Lalu, secara doktriner---mungkin serampangan---dilekatkan bahwa itu model demokrasi Pancasila. Yang prinsipnya musyawarah untuk mufakat. Namun menihilkan proses yang diabdikan pada penghormatan kemajemukan dan pluralisme.
Cerita Orde Baru (Orba) di atas tentu tidak mudah hapus pasca reformasi. Bahkan, tidak sedikit yang menuding atau menduga hendak direplikasi di masa reformasi.

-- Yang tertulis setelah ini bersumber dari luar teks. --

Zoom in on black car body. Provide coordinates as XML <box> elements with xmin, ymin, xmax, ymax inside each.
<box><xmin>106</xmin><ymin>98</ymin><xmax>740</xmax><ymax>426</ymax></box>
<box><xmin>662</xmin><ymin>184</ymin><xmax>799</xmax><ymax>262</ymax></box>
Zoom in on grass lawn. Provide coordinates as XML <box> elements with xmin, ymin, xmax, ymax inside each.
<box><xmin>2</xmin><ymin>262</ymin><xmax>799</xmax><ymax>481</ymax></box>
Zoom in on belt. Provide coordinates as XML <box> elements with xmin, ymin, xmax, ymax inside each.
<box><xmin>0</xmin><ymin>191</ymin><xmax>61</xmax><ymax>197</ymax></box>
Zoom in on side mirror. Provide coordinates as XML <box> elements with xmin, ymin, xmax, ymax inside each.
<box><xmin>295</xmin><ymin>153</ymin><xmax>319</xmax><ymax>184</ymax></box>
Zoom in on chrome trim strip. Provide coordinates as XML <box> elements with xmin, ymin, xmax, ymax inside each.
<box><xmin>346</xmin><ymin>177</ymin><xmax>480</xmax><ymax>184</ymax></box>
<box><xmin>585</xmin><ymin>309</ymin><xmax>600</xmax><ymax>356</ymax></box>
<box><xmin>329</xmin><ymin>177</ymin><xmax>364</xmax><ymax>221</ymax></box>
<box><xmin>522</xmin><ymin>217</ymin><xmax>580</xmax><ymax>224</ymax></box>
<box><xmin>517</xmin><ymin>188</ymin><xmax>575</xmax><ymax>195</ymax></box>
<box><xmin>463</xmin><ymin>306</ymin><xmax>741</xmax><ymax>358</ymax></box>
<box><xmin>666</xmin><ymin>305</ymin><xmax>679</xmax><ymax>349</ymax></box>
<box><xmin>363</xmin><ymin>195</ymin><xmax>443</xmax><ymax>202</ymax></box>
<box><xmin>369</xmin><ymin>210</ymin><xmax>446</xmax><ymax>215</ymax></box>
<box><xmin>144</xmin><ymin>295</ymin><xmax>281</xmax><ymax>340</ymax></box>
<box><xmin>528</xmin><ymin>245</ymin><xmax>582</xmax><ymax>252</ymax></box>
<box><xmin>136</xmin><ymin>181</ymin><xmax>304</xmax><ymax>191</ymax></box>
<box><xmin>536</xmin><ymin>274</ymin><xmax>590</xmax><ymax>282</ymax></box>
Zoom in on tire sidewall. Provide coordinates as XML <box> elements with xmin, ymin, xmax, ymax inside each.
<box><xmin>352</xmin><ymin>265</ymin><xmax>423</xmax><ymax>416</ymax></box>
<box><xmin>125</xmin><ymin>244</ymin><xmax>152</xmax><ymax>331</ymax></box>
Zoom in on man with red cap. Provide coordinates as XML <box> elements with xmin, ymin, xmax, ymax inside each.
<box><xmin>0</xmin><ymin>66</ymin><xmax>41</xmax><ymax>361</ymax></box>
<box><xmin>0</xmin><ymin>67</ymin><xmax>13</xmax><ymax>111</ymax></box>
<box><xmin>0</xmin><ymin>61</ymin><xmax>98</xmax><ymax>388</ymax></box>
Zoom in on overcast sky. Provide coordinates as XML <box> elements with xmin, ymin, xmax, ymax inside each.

Ada nilai-nilai traumatik mengendap di alam bawah sadar. Seperti tradisi demokrasi konsensus. Demokrasi yang menghendaki harmoni dan mufakat segalanya. Serta abai—atau setidaknya---tidak serius memberikan ruang pada perbedaan pemikiran dan aspirasi politik.
Partai-partai politik pasca reformasi nyaris tidak ada diferensiasi satu sama lain. Jualannya normatif. Koalisinya pun berkesan lebih pada pembagian alokasi kekuasaan di kabinet. Ideologi menjadi barang langka diperbincangkan.

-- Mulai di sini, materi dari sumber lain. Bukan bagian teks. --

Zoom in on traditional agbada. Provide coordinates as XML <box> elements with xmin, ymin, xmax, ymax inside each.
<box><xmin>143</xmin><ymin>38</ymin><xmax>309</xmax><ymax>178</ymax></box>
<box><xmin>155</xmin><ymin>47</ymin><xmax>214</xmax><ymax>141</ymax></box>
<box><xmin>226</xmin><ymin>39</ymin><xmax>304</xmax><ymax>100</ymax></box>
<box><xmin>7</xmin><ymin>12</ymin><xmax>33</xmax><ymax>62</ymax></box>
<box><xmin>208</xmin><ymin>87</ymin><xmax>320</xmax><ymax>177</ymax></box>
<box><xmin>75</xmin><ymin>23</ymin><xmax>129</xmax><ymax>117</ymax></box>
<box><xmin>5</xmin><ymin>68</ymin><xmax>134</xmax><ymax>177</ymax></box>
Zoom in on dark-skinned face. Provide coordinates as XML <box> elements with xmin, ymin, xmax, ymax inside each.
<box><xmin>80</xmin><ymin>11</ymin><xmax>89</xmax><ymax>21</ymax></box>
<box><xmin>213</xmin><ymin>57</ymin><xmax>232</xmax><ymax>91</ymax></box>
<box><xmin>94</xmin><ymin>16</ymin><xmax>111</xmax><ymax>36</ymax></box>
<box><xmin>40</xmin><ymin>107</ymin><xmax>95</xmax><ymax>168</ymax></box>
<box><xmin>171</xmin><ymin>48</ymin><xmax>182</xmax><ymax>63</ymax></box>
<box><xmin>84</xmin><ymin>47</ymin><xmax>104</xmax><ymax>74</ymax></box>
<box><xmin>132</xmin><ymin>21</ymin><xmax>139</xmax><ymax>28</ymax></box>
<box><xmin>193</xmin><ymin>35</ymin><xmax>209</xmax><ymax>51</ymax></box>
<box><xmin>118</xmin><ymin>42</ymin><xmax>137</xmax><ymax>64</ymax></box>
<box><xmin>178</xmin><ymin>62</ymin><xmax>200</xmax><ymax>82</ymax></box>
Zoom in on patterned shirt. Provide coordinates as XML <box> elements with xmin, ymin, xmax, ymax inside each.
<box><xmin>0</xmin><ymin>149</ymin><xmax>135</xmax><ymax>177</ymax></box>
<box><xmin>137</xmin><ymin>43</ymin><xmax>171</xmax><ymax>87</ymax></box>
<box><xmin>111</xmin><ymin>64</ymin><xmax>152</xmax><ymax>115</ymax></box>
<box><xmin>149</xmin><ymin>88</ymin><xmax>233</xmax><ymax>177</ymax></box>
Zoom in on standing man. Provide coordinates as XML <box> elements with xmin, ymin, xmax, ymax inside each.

Kondisi demikian seperti merawat “api dalam sekam”. Setiap saat dapat meledak.
Diskursus soal agama misalnya, hendak dinetralkan dari negara (risiko demokrasi konsensus). Sebab, doktrin masyarakat post-sekuler abad ini adalah wacana agama dikesampingkan dari urusan di ruang publik. Agama dinilai ranah privat.

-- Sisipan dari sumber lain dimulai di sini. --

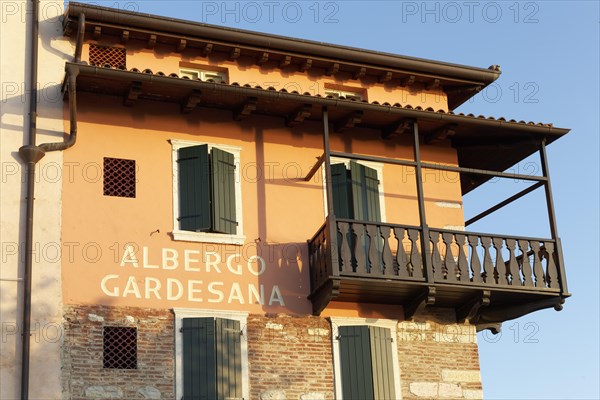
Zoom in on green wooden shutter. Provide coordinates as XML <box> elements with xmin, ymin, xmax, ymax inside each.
<box><xmin>369</xmin><ymin>326</ymin><xmax>396</xmax><ymax>400</ymax></box>
<box><xmin>339</xmin><ymin>326</ymin><xmax>375</xmax><ymax>400</ymax></box>
<box><xmin>211</xmin><ymin>147</ymin><xmax>237</xmax><ymax>234</ymax></box>
<box><xmin>363</xmin><ymin>165</ymin><xmax>382</xmax><ymax>223</ymax></box>
<box><xmin>331</xmin><ymin>163</ymin><xmax>351</xmax><ymax>219</ymax></box>
<box><xmin>178</xmin><ymin>145</ymin><xmax>211</xmax><ymax>232</ymax></box>
<box><xmin>350</xmin><ymin>162</ymin><xmax>381</xmax><ymax>222</ymax></box>
<box><xmin>182</xmin><ymin>317</ymin><xmax>216</xmax><ymax>400</ymax></box>
<box><xmin>215</xmin><ymin>318</ymin><xmax>243</xmax><ymax>400</ymax></box>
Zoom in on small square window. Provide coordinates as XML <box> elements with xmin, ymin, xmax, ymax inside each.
<box><xmin>103</xmin><ymin>157</ymin><xmax>136</xmax><ymax>198</ymax></box>
<box><xmin>89</xmin><ymin>44</ymin><xmax>126</xmax><ymax>69</ymax></box>
<box><xmin>103</xmin><ymin>327</ymin><xmax>137</xmax><ymax>369</ymax></box>
<box><xmin>179</xmin><ymin>68</ymin><xmax>227</xmax><ymax>83</ymax></box>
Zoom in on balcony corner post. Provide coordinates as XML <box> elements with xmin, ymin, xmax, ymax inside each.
<box><xmin>539</xmin><ymin>140</ymin><xmax>568</xmax><ymax>296</ymax></box>
<box><xmin>412</xmin><ymin>121</ymin><xmax>434</xmax><ymax>284</ymax></box>
<box><xmin>322</xmin><ymin>106</ymin><xmax>339</xmax><ymax>278</ymax></box>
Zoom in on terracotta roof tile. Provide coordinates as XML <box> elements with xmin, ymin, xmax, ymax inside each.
<box><xmin>84</xmin><ymin>64</ymin><xmax>557</xmax><ymax>128</ymax></box>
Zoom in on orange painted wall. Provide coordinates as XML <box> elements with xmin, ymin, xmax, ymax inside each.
<box><xmin>82</xmin><ymin>40</ymin><xmax>449</xmax><ymax>111</ymax></box>
<box><xmin>61</xmin><ymin>41</ymin><xmax>463</xmax><ymax>316</ymax></box>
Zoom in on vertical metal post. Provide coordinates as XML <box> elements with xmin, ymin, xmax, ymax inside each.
<box><xmin>322</xmin><ymin>107</ymin><xmax>339</xmax><ymax>277</ymax></box>
<box><xmin>413</xmin><ymin>121</ymin><xmax>434</xmax><ymax>283</ymax></box>
<box><xmin>539</xmin><ymin>140</ymin><xmax>569</xmax><ymax>295</ymax></box>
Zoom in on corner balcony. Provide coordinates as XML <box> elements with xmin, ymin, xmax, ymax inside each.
<box><xmin>308</xmin><ymin>217</ymin><xmax>567</xmax><ymax>331</ymax></box>
<box><xmin>307</xmin><ymin>113</ymin><xmax>569</xmax><ymax>332</ymax></box>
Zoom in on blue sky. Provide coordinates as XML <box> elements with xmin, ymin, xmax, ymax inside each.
<box><xmin>75</xmin><ymin>1</ymin><xmax>599</xmax><ymax>398</ymax></box>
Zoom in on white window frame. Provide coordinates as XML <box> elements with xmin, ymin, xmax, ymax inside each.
<box><xmin>329</xmin><ymin>317</ymin><xmax>402</xmax><ymax>400</ymax></box>
<box><xmin>173</xmin><ymin>308</ymin><xmax>249</xmax><ymax>400</ymax></box>
<box><xmin>170</xmin><ymin>139</ymin><xmax>245</xmax><ymax>245</ymax></box>
<box><xmin>179</xmin><ymin>68</ymin><xmax>227</xmax><ymax>83</ymax></box>
<box><xmin>322</xmin><ymin>157</ymin><xmax>387</xmax><ymax>222</ymax></box>
<box><xmin>323</xmin><ymin>88</ymin><xmax>364</xmax><ymax>101</ymax></box>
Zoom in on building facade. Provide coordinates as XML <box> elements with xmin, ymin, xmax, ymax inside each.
<box><xmin>1</xmin><ymin>1</ymin><xmax>69</xmax><ymax>398</ymax></box>
<box><xmin>3</xmin><ymin>2</ymin><xmax>570</xmax><ymax>399</ymax></box>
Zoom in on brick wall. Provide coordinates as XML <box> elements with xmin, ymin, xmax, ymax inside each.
<box><xmin>397</xmin><ymin>309</ymin><xmax>483</xmax><ymax>399</ymax></box>
<box><xmin>63</xmin><ymin>305</ymin><xmax>482</xmax><ymax>400</ymax></box>
<box><xmin>62</xmin><ymin>305</ymin><xmax>174</xmax><ymax>400</ymax></box>
<box><xmin>247</xmin><ymin>314</ymin><xmax>335</xmax><ymax>400</ymax></box>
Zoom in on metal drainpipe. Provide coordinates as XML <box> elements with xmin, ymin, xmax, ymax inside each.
<box><xmin>17</xmin><ymin>7</ymin><xmax>84</xmax><ymax>399</ymax></box>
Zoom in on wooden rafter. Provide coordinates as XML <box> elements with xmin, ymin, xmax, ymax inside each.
<box><xmin>382</xmin><ymin>119</ymin><xmax>412</xmax><ymax>139</ymax></box>
<box><xmin>124</xmin><ymin>82</ymin><xmax>142</xmax><ymax>107</ymax></box>
<box><xmin>335</xmin><ymin>110</ymin><xmax>363</xmax><ymax>132</ymax></box>
<box><xmin>286</xmin><ymin>104</ymin><xmax>312</xmax><ymax>127</ymax></box>
<box><xmin>234</xmin><ymin>97</ymin><xmax>257</xmax><ymax>121</ymax></box>
<box><xmin>181</xmin><ymin>90</ymin><xmax>202</xmax><ymax>114</ymax></box>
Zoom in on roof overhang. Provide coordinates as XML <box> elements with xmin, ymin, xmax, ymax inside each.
<box><xmin>66</xmin><ymin>63</ymin><xmax>569</xmax><ymax>194</ymax></box>
<box><xmin>64</xmin><ymin>2</ymin><xmax>501</xmax><ymax>110</ymax></box>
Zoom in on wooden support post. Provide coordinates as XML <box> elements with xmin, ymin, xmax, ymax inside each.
<box><xmin>539</xmin><ymin>140</ymin><xmax>569</xmax><ymax>296</ymax></box>
<box><xmin>322</xmin><ymin>107</ymin><xmax>339</xmax><ymax>280</ymax></box>
<box><xmin>413</xmin><ymin>121</ymin><xmax>435</xmax><ymax>286</ymax></box>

Faktanya, menurut filsuf Jurgen Habermas, agama malah semakin bertahan dan mendesakkan aspirasinya dalam ruang publik. Tidak jarang, menurut Habermas (Gusti AB Menoh, Agama Dalam Ruang Publik, 2015:211), desakan kelompok kelompok religius seringkali mengancam keadaban publik karena disampaikan salah satunya melalui kekerasan atau pemaksaan kehendak.
Ketika agama tidak diberikan saluran di ruang publik. Maka, yang hadir adalah ancaman fundamentalisme agama di satu sisi dan di sisi lain fundamentalisme pasar yang memanfaatkan celah kosong absennya ideologi. Hal ini mendesak dikoreksi.
Paradigma demokrasi konsensus dengan berbagai implikasi dan doktrinnya ternyata tidak cukup menjawab tantangan zaman. Doktrin netralitas negara---misalnya---(sebagai bagian dari demokrasi konsensus) menghadirkan kekusutan ketika negara sebagai praktik politik wajib hadir.